3. In addition, dreams are a witness to the existence of the immaterial soul. Although the dreamer is embodied, a sleeper in bed, yet within the world of the dream it's a sensory world without physicality. So a theological function of dreams may be to remind us that reality isn't confined to bodies or physical experience. Dreams are an emblem of personal existence that survives the dissolution of the body. We can leave the body behind but still take a lot with us. In that respect, dreams are a bridge between this life and the afterlife. A token of the intermediate state. 

They can help us from becoming too attached to this life and this world. Too fearful to let go. They provide something to step into. Material existence isn't the sum total of reality. There's something ahead as well as behind. 

4. In addition, dreams can link us to dead relatives. I'm not saying that as a rule, the dead actually visit us in dreams. Generally, I'd say the encounter is imaginary, based on memory. But it reminds us of those who've gone before. It keeps them fresh in our memories. And that, too, may be a psychological bridge. We're on one side while they are on the other side, but dreams form a symbolic window. Although we're separated by the river of death, we can see each other standing on the riverbanks, awaiting reunion. 

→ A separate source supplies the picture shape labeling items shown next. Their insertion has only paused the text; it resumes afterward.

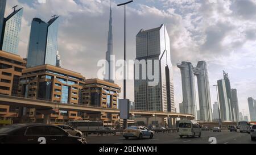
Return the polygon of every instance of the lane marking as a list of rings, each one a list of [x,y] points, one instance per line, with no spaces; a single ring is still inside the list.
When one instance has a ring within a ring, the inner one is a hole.
[[[150,141],[152,141],[152,140],[159,140],[159,139],[151,139],[151,140],[150,140]]]
[[[189,142],[189,141],[191,141],[191,140],[187,140],[187,141],[183,141],[183,143],[187,143],[187,142]]]

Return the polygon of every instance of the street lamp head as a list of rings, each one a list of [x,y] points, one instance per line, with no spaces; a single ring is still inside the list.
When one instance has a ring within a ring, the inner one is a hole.
[[[119,4],[117,6],[119,6],[125,5],[130,3],[133,2],[133,1],[130,1],[129,2],[125,2],[125,3],[123,3]]]

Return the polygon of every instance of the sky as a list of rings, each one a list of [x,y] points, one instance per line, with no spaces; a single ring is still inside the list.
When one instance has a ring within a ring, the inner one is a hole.
[[[124,20],[123,8],[117,4],[125,1],[112,1],[113,53],[117,59],[123,57]],[[24,8],[19,55],[27,57],[32,18],[48,21],[57,15],[60,16],[58,44],[62,67],[81,73],[86,78],[96,78],[100,69],[97,62],[105,58],[107,51],[110,1],[46,2],[7,0],[6,16],[13,6]],[[223,78],[224,70],[229,73],[232,88],[237,89],[240,111],[249,115],[247,98],[256,98],[256,0],[134,0],[126,10],[127,59],[135,58],[135,36],[141,29],[166,25],[178,111],[183,99],[180,71],[176,64],[190,61],[196,66],[198,61],[205,61],[212,104],[217,100],[213,85]],[[123,85],[122,81],[116,82]],[[128,81],[127,85],[127,97],[133,100],[133,81]],[[121,93],[120,98],[122,96]]]

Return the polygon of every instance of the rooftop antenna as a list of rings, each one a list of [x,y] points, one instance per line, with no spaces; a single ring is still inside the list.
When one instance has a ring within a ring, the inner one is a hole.
[[[56,15],[53,15],[53,16],[52,16],[52,18],[55,18],[55,17],[56,17],[56,16],[57,16]]]
[[[16,10],[16,7],[18,7],[18,5],[15,5],[15,6],[14,6],[14,7],[13,7],[13,11],[14,12],[14,11],[15,11],[15,10]]]

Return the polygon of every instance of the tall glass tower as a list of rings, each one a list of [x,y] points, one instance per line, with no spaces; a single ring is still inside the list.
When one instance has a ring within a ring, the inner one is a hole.
[[[170,38],[164,24],[149,30],[142,30],[136,36],[136,60],[158,61],[159,63],[159,82],[148,85],[150,80],[134,80],[135,108],[140,110],[175,112],[172,65],[171,62]],[[151,64],[152,68],[154,65]],[[146,67],[146,73],[154,73]],[[152,69],[154,70],[154,69]],[[135,73],[143,75],[143,72]],[[156,73],[155,73],[155,74]]]
[[[43,64],[56,65],[59,17],[46,23],[34,18],[27,52],[27,67]]]
[[[18,54],[23,14],[23,8],[14,9],[14,11],[5,19],[0,45],[2,51]]]
[[[2,32],[3,31],[6,5],[6,0],[0,1],[0,43],[2,42]]]
[[[110,1],[111,3],[111,1]],[[106,52],[106,60],[108,65],[106,66],[104,80],[114,83],[114,68],[113,62],[111,61],[111,56],[113,55],[113,32],[112,32],[112,9],[110,4],[110,13],[109,15],[109,33],[108,36],[108,51]]]

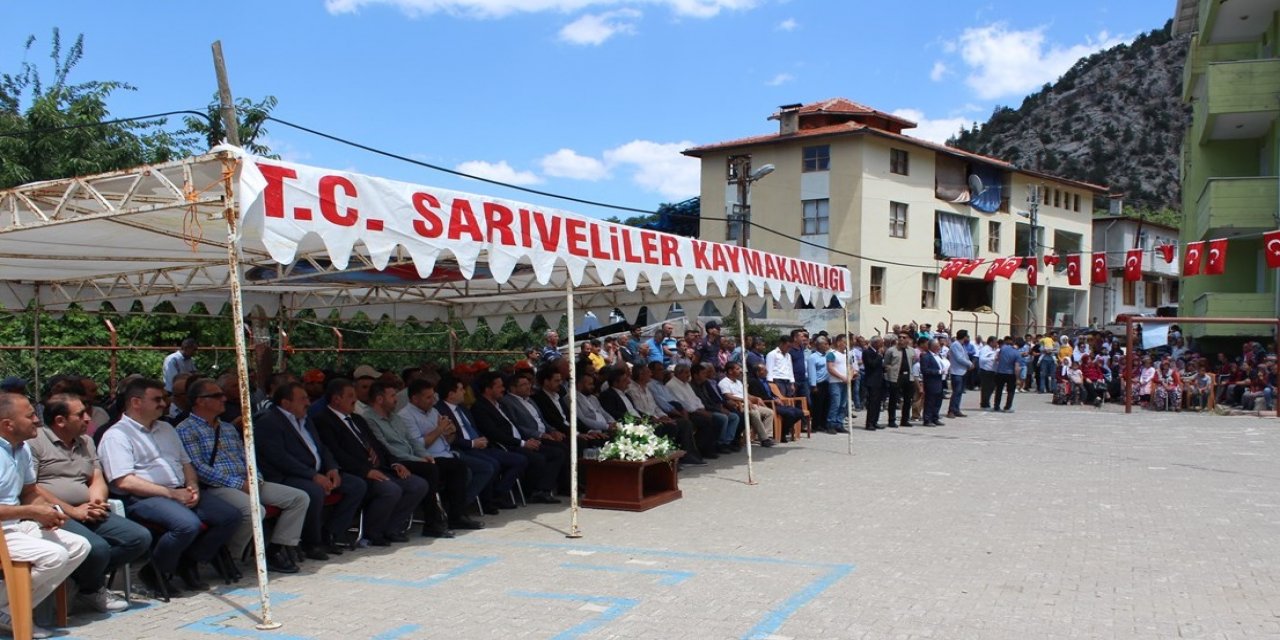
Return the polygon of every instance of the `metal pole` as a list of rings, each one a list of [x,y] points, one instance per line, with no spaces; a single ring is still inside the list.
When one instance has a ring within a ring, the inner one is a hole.
[[[854,364],[849,360],[852,352],[850,344],[852,335],[849,334],[849,308],[845,308],[845,429],[849,430],[849,454],[854,454]],[[829,397],[829,394],[828,394]]]
[[[742,243],[742,236],[739,236],[739,244]],[[755,460],[751,456],[751,415],[749,413],[751,407],[751,389],[748,381],[750,378],[746,376],[746,302],[742,301],[742,292],[737,296],[737,334],[742,339],[742,422],[746,425],[746,434],[742,440],[746,444],[746,484],[754,485],[755,481]],[[777,407],[774,407],[777,410]]]
[[[573,278],[564,266],[564,308],[568,314],[568,534],[564,538],[582,538],[577,527],[577,367],[573,366]],[[452,334],[452,332],[451,332]]]
[[[218,95],[223,108],[223,125],[227,128],[228,142],[239,146],[239,134],[236,124],[236,105],[232,101],[230,84],[227,82],[227,68],[223,64],[223,45],[214,42],[214,70],[218,73]],[[257,593],[262,604],[262,620],[255,625],[256,628],[270,631],[280,628],[280,623],[271,620],[271,590],[266,579],[266,548],[262,539],[262,497],[257,485],[257,452],[253,447],[253,404],[250,399],[248,360],[246,352],[248,344],[244,340],[244,302],[241,296],[241,256],[239,256],[239,206],[236,201],[236,165],[237,160],[230,154],[223,152],[223,191],[227,193],[227,209],[223,216],[227,220],[227,268],[228,280],[232,289],[232,323],[234,330],[232,337],[236,340],[236,376],[239,379],[241,407],[244,411],[244,462],[248,475],[248,506],[250,518],[253,526],[253,561],[257,568]]]

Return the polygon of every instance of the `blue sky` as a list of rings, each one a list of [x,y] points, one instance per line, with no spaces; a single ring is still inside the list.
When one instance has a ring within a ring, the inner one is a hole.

5. Then there are supernatural dreams. God sometimes uses the medium of dreams to communicate. Or he may give permission for a sainted relative to make contact if the dreamer is undergoing a crisis and needs some timely encouragement. 

Conversely, there can be supernatural nightmares that shake unbelievers out of their spiritual complacency. In addition, I presume that those who dabble in witchcraft may open a terrifying door, where evil spirits haunt them in nightmares. 


  1. Several intriguing ideas!

  2. I think is blogpost is related to another recent blogpost by Steve, "The Christian frame tale".

    Animals may or may not dream, but for years I've come to believe that one of the many reasons God allows humans to dream is to contemplate reality/ies beyond our physical reality. If all the consciousness we ever experienced were during our waking hours, it would be much more difficult to contemplate other realities. Dreaming opens us up to the consideration of the possibility of the supernatural. So much so that most cultures thought dreams were at times (in some cultures "always") supernatural themselves, or somehow connected to the supernatural. Maybe as windows we peer through, or doorways we walk through. In dreams we encounter real or imagined gods or the God/Deity, benevolent and malevolent spirit-like entities (e.g. angels, demons, jinn etc.), the past, the future, alternative histories/realities &c.